Britain likely to enter coalition era

Author: 
MUSHTAK PARKER | ARAB NEWS
Publication Date: 
Fri, 2010-05-07 03:05

The UK could be on course for a hung Parliament as millions of people in 649 constituencies across the country cast their votes in the general election in one of the most keenly contested polls in a generation.
The big difference for the 44 million or so registered voters this time was that the election for the first time was a three-horse race between the two traditional mainstream parties Labour and the Conservatives and third party the Liberal Democrats.
Labour Prime Minister Gordon Brown was trailing in the polls against Tory leader David Cameron, while Nick Clegg of the Liberal Democrats is confident of a strong showing following his commanding performance in the historic televised Prime Ministerial Debates over the last month.
Opinion polls have indicated that the likeliest outcome of voting is a “hung Parliament”, in which no party wins an outright majority in the house.
Britain has not had an inconclusive election since 1974 and unlike other European countries does not have a tradition of coalition rule.
That scenario could leave the Lib Dems holding the balance of power and certain to press their case for electoral reform to a more proportional system.
Voting in several constituencies, including those in which the three leaders voted was brisk. The weather was as eccentric as it could be, ranging from light rain to largely overcast. And mini exit polls conducted by party apparatchiks in a few constituencies allegedly reflected the national poll trends of a close call with the Conservatives having the slight edge.
Boundary changes in several constituencies may also take its toll. The newly created Hampstead and Kilburn constituency is a cross-borough seat taking most of the wards from Hampstead and Highgate as well as some from Brent East and Brent South.
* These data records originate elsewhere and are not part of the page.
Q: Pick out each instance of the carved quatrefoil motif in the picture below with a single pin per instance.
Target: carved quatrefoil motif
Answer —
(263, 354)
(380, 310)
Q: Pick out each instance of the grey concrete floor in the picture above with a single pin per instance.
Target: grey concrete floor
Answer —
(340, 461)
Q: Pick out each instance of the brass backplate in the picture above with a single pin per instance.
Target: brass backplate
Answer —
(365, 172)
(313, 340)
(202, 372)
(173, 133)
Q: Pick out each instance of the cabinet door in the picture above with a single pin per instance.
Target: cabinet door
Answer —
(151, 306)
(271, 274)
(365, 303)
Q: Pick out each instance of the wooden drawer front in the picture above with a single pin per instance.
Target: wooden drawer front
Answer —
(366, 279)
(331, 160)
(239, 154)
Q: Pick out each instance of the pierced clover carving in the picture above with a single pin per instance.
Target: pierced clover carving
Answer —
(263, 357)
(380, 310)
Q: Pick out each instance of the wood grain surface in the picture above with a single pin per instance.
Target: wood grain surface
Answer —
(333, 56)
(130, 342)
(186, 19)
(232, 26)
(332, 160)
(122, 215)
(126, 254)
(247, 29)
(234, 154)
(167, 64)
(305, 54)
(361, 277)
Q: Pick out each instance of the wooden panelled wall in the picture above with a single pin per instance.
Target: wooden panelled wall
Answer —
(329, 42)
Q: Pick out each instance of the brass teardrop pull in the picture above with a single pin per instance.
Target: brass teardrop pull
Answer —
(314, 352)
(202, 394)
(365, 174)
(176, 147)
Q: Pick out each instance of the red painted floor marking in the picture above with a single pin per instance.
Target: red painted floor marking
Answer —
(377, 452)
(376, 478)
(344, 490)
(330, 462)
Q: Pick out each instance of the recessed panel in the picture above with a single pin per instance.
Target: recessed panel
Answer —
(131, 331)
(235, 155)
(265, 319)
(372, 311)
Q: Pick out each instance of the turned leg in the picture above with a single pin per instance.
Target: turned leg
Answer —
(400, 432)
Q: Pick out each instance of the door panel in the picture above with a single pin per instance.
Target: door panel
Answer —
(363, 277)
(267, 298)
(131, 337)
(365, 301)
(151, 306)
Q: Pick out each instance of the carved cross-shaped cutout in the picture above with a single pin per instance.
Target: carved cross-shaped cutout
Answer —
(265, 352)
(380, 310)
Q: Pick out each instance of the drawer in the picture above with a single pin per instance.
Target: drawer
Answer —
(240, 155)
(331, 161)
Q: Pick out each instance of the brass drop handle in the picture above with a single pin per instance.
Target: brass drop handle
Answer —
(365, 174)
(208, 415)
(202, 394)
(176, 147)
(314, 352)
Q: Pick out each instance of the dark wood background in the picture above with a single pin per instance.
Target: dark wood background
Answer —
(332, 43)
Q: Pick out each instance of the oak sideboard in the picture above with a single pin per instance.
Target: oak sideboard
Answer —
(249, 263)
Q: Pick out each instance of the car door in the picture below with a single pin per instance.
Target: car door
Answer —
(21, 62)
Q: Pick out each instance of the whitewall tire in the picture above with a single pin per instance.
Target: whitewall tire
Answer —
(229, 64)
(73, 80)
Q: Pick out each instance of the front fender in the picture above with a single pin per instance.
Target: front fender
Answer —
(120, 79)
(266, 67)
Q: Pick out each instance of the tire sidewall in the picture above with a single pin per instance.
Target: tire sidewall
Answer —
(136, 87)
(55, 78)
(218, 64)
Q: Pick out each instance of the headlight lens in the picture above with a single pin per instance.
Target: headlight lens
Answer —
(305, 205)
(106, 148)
It is made up of Brondesbury Park, Kilburn, Queens Park, Belsize Park, Fortune Green, Frognal and Fitzjohns, Hampstead Town, Kilburn, Swiss Cottage and West Hampstead.
This affluent constituency was traditionally associated with the famous, the rich, those with huge mansions and new money. These can be found around Hampstead, but more socially mixed and deprived areas around Kilburn have come into the equation.
In the past this seat was a straight fight between the Conservatives and Labour, with actress Glenda Jackson winning the seat from the Conservatives in the 1992 election. But with the boundary changes, the seat is now a dogfight between Labour and the Liberal Democrats.
“We have had more than two decades of the Tories and Labour. They have promised the sky, but have failed to deliver. I think it is time for a change,” said Barry, a utilities worker.
Normally he would have leaned toward supporting the Tories, but this time he has rooted for the Lib Dems.
Cameron was the first of the main party leaders to cast his vote. Accompanied by his wife, Samantha, he went to a community hall in his Witney constituency, Oxfordshire, shortly after 10.50 a.m.
Similarly, Brown and his wife Sarah cast their votes half an hour later at a community center close to his home in North Queensferry, Fife in his Dunfermeline East constituency in Scotland.
Clegg voted at a polling station in Sheffield Hallam shortly afterward, also accompanied by his wife, Miriam, who is unable to vote in the general election because she is a Spanish citizen.
All three party leaders, accompanied by a scrum of photographers and journalists, were upbeat about their parties’ chances.